HFCs are potent greenhouse gases used in refrigerators, air conditioners, and industrial applications. While they do not deplete the ozone layer, many are highly potent greenhouse gases. Their use is growing rapidly as replacements for ozone-depleting substances that are being phased out under the Montreal Protocol on Substances that Deplete the Ozone Layer. Left unabated, HFC emissions growth could grow to nearly 20 percent of carbon dioxide emissions by 2050, a serious climate mitigation concern.
The Montreal Protocol was established in 1987 to facilitate a global approach to combat depletion of the stratospheric ozone layer. Every country in the world is a party to the Protocol, and it has successfully phased out or is in the process of phasing out several key classes of chemicals, including chlorofluorocarbons (CFCs), hydrochlorofluorocarbons (HCFCs), and halons.

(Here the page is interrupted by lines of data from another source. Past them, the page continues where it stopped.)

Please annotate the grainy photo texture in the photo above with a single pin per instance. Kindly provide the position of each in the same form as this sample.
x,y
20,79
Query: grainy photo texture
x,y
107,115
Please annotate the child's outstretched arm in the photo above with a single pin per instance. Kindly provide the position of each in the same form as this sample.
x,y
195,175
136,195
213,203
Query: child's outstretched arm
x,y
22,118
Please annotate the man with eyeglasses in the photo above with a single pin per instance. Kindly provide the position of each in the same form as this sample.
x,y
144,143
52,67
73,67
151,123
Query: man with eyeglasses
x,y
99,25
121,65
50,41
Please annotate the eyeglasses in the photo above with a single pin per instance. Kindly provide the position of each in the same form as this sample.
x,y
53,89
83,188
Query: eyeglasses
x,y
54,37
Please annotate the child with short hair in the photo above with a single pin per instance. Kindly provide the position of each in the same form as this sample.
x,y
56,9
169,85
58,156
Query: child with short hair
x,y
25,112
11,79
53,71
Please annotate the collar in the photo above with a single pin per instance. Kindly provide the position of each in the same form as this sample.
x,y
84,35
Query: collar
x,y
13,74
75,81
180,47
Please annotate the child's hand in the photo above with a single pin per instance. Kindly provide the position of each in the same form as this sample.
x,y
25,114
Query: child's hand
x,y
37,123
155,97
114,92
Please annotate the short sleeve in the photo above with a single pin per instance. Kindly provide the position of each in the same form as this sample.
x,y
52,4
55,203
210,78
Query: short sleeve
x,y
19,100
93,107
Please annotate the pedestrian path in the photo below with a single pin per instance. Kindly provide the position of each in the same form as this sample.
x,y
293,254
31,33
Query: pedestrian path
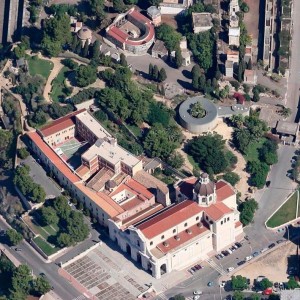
x,y
215,266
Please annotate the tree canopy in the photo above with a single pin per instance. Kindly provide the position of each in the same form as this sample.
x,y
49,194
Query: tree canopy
x,y
209,152
86,75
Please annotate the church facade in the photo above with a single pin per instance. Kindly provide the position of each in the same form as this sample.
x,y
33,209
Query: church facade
x,y
205,220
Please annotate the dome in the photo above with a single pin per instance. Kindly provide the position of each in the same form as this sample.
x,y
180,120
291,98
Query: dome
x,y
204,187
85,34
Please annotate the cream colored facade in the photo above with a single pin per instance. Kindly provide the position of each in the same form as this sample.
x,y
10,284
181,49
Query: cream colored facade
x,y
185,241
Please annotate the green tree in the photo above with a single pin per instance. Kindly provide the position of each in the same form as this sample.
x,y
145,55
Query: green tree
x,y
292,284
21,280
162,75
268,152
23,153
178,58
37,194
85,75
158,143
265,283
64,240
208,152
232,178
169,36
247,210
196,72
41,286
13,237
202,46
95,51
155,73
76,227
119,5
176,160
97,8
197,111
85,49
239,283
238,295
48,215
123,61
61,206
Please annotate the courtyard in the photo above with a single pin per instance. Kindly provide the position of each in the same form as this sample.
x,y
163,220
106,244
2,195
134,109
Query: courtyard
x,y
71,150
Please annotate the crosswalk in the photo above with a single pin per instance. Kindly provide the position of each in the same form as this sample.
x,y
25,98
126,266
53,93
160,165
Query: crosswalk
x,y
81,297
215,266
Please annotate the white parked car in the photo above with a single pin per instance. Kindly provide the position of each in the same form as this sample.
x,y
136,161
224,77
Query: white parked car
x,y
197,292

The transitions out of CFCs and HCFCs provide major ozone layer protection benefits, but the unintended consequence is the rapid current and projected future growth of climate-damaging HFCs.
For the past four years, the United States, Canada, and Mexico have proposed an amendment to the Montreal Protocol to phase down the production and consumption of HFCs.

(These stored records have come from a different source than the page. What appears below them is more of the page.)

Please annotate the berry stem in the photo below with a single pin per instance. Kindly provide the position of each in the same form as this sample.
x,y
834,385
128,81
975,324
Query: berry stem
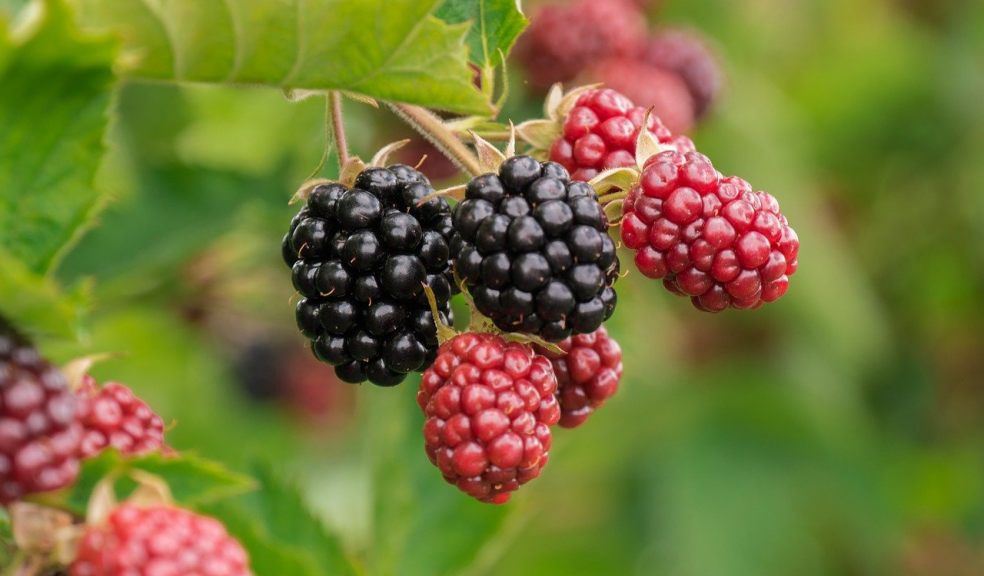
x,y
430,126
338,126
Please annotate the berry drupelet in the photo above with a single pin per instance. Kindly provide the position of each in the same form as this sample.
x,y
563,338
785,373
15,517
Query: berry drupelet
x,y
361,256
39,428
563,39
158,540
600,132
489,406
708,237
687,54
113,416
533,249
588,372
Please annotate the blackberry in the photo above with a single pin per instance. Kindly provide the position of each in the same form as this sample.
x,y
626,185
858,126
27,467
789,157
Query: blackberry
x,y
708,237
158,540
563,39
649,87
360,256
588,372
39,427
533,249
687,54
600,132
489,406
114,416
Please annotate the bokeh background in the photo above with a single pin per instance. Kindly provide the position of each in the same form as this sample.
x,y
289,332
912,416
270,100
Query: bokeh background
x,y
839,431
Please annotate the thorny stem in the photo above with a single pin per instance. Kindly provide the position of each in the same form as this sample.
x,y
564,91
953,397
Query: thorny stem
x,y
338,126
431,127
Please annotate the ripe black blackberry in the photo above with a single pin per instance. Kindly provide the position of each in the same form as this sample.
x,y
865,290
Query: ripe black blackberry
x,y
534,251
361,256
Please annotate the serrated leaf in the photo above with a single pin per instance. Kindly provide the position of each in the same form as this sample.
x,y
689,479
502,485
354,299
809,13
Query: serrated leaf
x,y
393,50
35,304
495,25
193,480
53,114
280,532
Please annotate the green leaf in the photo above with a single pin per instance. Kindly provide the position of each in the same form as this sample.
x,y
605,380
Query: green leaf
x,y
193,480
387,49
495,26
56,92
35,304
421,524
280,532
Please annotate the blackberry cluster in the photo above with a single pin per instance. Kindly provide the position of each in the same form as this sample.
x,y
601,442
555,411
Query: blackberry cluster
x,y
533,249
361,256
489,406
600,132
158,540
708,237
39,430
114,416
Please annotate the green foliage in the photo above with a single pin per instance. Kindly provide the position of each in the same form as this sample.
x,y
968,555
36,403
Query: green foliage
x,y
421,525
280,532
193,480
53,113
495,25
387,49
36,304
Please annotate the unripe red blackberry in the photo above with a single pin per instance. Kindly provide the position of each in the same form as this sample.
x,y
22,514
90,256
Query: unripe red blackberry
x,y
534,250
648,87
39,429
113,416
687,54
600,133
708,237
588,373
489,406
158,540
360,256
562,40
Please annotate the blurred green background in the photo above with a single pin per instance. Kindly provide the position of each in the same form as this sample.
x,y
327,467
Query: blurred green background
x,y
838,431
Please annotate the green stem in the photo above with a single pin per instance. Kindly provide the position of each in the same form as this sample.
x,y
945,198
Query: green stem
x,y
430,126
338,126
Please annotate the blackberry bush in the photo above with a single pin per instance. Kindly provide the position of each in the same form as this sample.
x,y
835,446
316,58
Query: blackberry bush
x,y
588,369
360,256
708,237
39,427
158,540
563,40
532,248
114,416
600,132
489,406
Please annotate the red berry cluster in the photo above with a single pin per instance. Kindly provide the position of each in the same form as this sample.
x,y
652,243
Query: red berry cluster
x,y
600,132
160,541
588,372
708,237
671,70
114,416
489,406
39,428
562,40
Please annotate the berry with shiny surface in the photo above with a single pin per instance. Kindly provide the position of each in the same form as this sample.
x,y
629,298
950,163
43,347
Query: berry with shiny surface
x,y
489,406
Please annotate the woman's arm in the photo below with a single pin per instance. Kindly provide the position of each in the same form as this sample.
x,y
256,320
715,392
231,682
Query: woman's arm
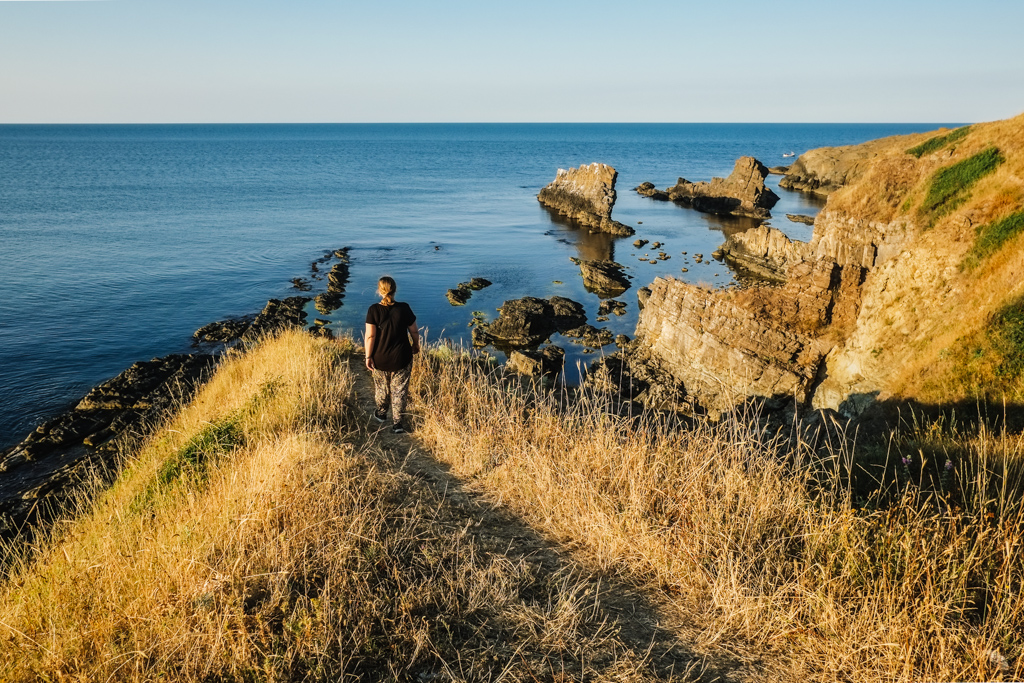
x,y
415,332
368,344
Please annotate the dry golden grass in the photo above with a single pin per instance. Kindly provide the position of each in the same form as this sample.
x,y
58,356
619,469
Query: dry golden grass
x,y
756,540
293,550
300,549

The amendment would gradually reduce consumption and production and control byproduct emissions of HFCs in all countries, and require reporting in these areas. The amendment includes a financial assistance component for countries that can already access the Protocol’s Multilateral Fund, and leaves unchanged the reporting and accounting provisions of the UN Framework Convention on Climate Change and Kyoto Protocol on HFC emissions.
White House press release ends
The Climate and Clean Air Coalition http://www.unep.org/ccac/
HFCs: A Critical Link in Protecting Climate and the Ozone Layer-a UNEP Synthesis Report is available at http://www.unep.org/dewa/Portals/67/pdf/HFC_report.pdf
Key Findings from the report
The contribution of HFCs to climate forcing is currently less than one per cent of all greenhouse gases.
But levels of HFCs are rising as they replace HCFCs-HFC 134a, the most popular type, has increased in the atmosphere by about 10 per cent per year since 2006.
The consumption of HFCs is projected to exceed the peak consumption levels in the 1980s of the old, now fully phased-out CFCs-this is primarily due to rising demand in emerging economies and a global population now above seven billion.
The phase-out and phase-down of CFCs and HCFCs since the late 1980s has reduced greenhouse gas emissions by around 8 Gt C02eq annually while reducing damage to the ozone layer. This has been a tremendous plus for global climate protection.
However, without action, the increasing use of HFCs could add annual greenhouse gas emissions of between 3.5 and 8.8 Gt C02 eq by 2050, and thus undo the large climate benefits scored by the phase out of CFCs and HCFCs since the late 1980s.
The report points to a range of alternatives that could ensure that the impact of HFCs remains small and equal to today's impacts.
Alternative Methods and Processes - these range from improved building design that reduces or avoids the need for air conditioners to fibre rather than foam insulation materials
Non-HFC substances - there are already commercially available alternatives that range from ammonia to dimethyl ether for use in foams, refrigeration and fire protection systems
Climate-friendly HFCs - some HFCs have shorter life-times in the atmosphere of months rather than years. Some of these are being introduced such as HFC 1234ze in foams and HFC-1234yf for mobile air-conditioners
The report points out that, with further technical developments backed by standards, investment incentives and training for technicians and workers, the introduction of alternatives to climate-damaging HFCs could be accelerated and fast-tracked.